Let’s hope their kids are strength training and becoming more resilient.
People need to walk the walk more.
Don’t complain and fear injury. Fucking do something.
27. Strength training should be monitored by a qualified professional.
As much as we think we can do it all, we can’t.
Strength training is a meticulous practice that must be monitored by a qualified professional.
And if you think you can do it, can you answer these questions:
– What exercises are best for eccentric control of the hamstrings?
– What should you do when an athlete is performing a squat with knee valgus?
– What should you do if an athlete is not getting jumping and landing mechanics down?
– What exercises are best for core and hip control in the frontal plane?
– What exercises are best for gluteus maximus maximal strength?
– How do you progress a split squat if an athlete needs more of a challenge?
If you couldn’t answer these without Google, then get the fuck outta here. Hire a strength and conditioning professional. I guarantee they can answer these questions drunk, blindfolded, and in .5 seconds.

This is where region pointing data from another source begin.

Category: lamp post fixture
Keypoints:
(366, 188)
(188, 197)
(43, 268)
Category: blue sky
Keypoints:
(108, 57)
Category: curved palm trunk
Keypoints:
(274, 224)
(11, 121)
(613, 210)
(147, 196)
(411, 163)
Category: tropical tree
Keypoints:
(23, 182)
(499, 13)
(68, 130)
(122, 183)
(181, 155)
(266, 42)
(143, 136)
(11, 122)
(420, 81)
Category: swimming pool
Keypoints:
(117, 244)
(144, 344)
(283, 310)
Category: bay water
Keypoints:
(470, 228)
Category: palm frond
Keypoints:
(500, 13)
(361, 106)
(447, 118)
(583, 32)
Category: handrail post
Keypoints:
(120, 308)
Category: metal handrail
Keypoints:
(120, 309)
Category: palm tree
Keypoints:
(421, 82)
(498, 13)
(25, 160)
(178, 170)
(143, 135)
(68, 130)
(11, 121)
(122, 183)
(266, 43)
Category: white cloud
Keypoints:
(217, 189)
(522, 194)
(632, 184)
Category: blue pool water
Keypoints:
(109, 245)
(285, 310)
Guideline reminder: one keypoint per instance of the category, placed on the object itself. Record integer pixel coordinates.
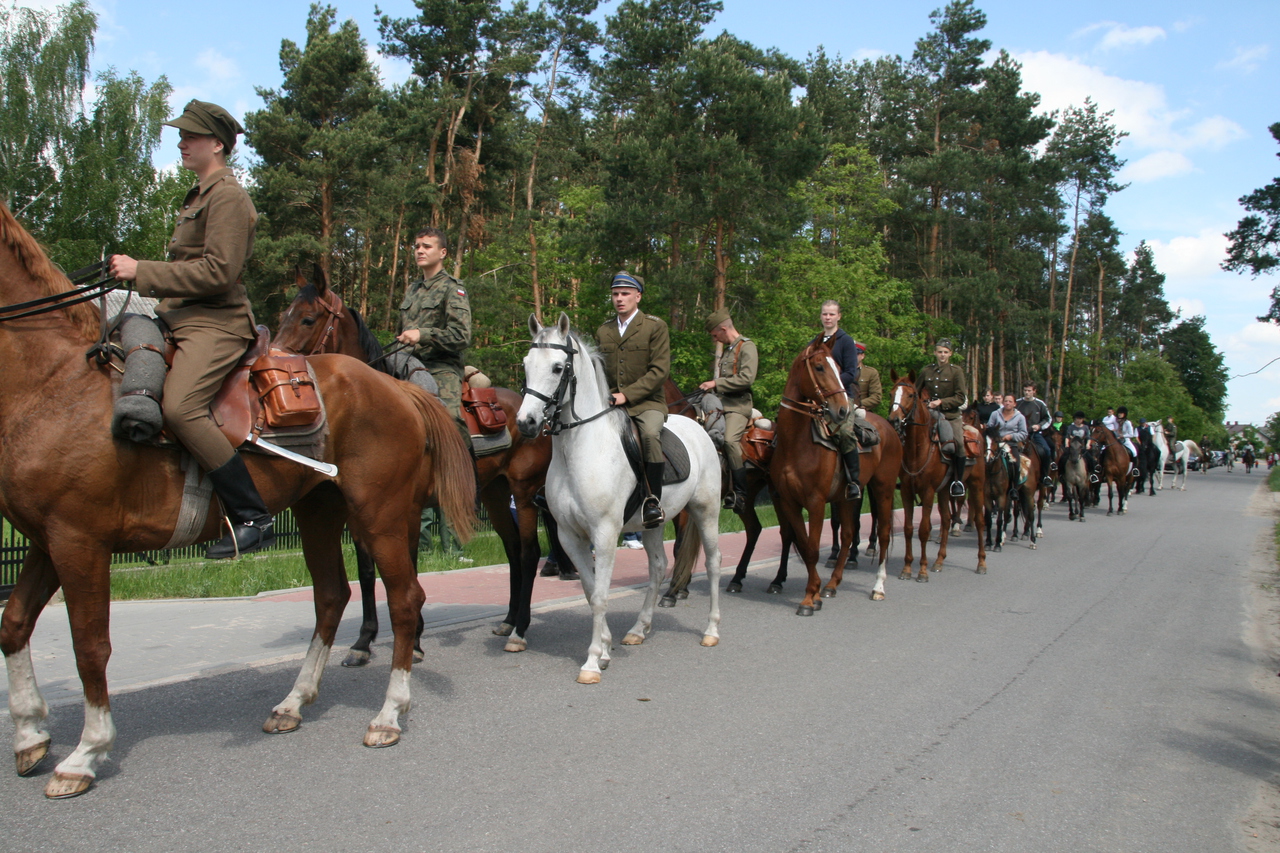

28. Strength training should be progressed.
Professionals also know how to periodize strength training programs with great care.
They understand how to tweak volume based on the season.
They understand how to manipulate sets/reps to elicit certain physiological results.
You going to hire a professional or not?
29. Strength training is the best thing youth athletes can do for themselves.
I repeat this deep, underlying theme in my eBook: as much as exercise science, performance enhancement, and injury prevention matter in a kid’s life, they’re just a few pieces to the puzzle.
Being able to fall in love with fitness and movement for a lifetime is far more beneficial for children. Especially in terms of confidence and self-worth and sustainable happiness.
And this is just glossing over the tip of the mindset iceberg.
For someone who just wrote a 15,000-word eBook on youth fitness, I sure had a lot more to say with these 29 pointers.
Still burnt out.
But still, so in love with youth fitness.
Thank you to everyone who stuck with me not just for this article, but over the years of me writing for this blog.
I hope my book propels you to inspire kids to move.